The hosts were no more threatening for large periods, although Mark Duffy enjoyed considerable joy against Billy Jones, who did not look comfortable on the left-hand side of defence as opposed to his more preferred position on the right.
Duffy’s delivery on the stroke of half-time caused problems at the heart of the Sunderland defence, and while Pantilimon did well to smother Wes Thomas’ low shot, the ball broke invitingly for Cotterill, who drilled against the base of the right-hand post.
With a little more composure, the midfielder might have scored, but the let-off failed to wake Sunderland from their slumbers and the visitors continued to toil at the start of the second half.
Altidore’s long-range effort was deflected over the crossbar shortly after the hour mark and, from the resultant corner, Wickham twice failed to force the ball home in an almighty scramble. Still, though, Sunderland had not recorded a shot on target.
That changed in the 67th minute, but while Liam Bridcutt finally forced Doyle into action with a follow-up effort from a blocked free-kick, the save was a comfortable one.
Pantilimon made a similarly routine stop to deny former Newcastle defender David Edgar shortly after, before Stephen Gleeson flashed a fierce snapshot just over the crossbar.
It felt like it was going to take a moment of magic to change things, and it duly arrived with 13 minutes left as Gomez crowned his first Sunderland start with a fantastic debut goal.
Johnson teed up the Spaniard on the left-hand corner of the penalty area, and he drilled a ferocious angled drive into the bottom right-hand corner of the net.

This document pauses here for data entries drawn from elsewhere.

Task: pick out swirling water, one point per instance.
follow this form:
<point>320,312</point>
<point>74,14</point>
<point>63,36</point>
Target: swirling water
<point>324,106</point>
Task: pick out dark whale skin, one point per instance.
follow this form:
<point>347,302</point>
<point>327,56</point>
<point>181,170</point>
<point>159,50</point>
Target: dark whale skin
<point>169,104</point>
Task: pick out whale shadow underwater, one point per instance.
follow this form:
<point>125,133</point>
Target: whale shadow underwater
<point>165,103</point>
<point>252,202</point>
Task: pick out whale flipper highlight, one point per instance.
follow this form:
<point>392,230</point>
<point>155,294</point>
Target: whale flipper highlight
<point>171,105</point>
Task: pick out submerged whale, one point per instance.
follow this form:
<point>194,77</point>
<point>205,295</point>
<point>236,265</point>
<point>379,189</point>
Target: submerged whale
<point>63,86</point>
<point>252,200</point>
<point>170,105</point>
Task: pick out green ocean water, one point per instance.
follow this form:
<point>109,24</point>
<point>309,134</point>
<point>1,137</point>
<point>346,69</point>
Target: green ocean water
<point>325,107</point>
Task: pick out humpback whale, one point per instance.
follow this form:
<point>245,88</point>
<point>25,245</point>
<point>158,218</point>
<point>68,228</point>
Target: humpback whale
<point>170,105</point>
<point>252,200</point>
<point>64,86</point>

It was a controversial effort as, moments before the Black Cats broke, Blues boss Lee Clark was convinced the ball had gone out of play for a throw in, only for referee Darren Bond to play on.
Suddenly, Birmingham had to push for an equaliser and they were twice caught on the break as Sunderland finished with a flourish.
First, Johnson followed up to steer a first-time finish past Doyle after the goalkeeper had done well to save Altidore’s fiercely-hit effort.
Then, with two minutes left, substitute Emmanuel Giaccherini released Wickham down the left, and the striker drilled home his first goal of the season from an acute angle.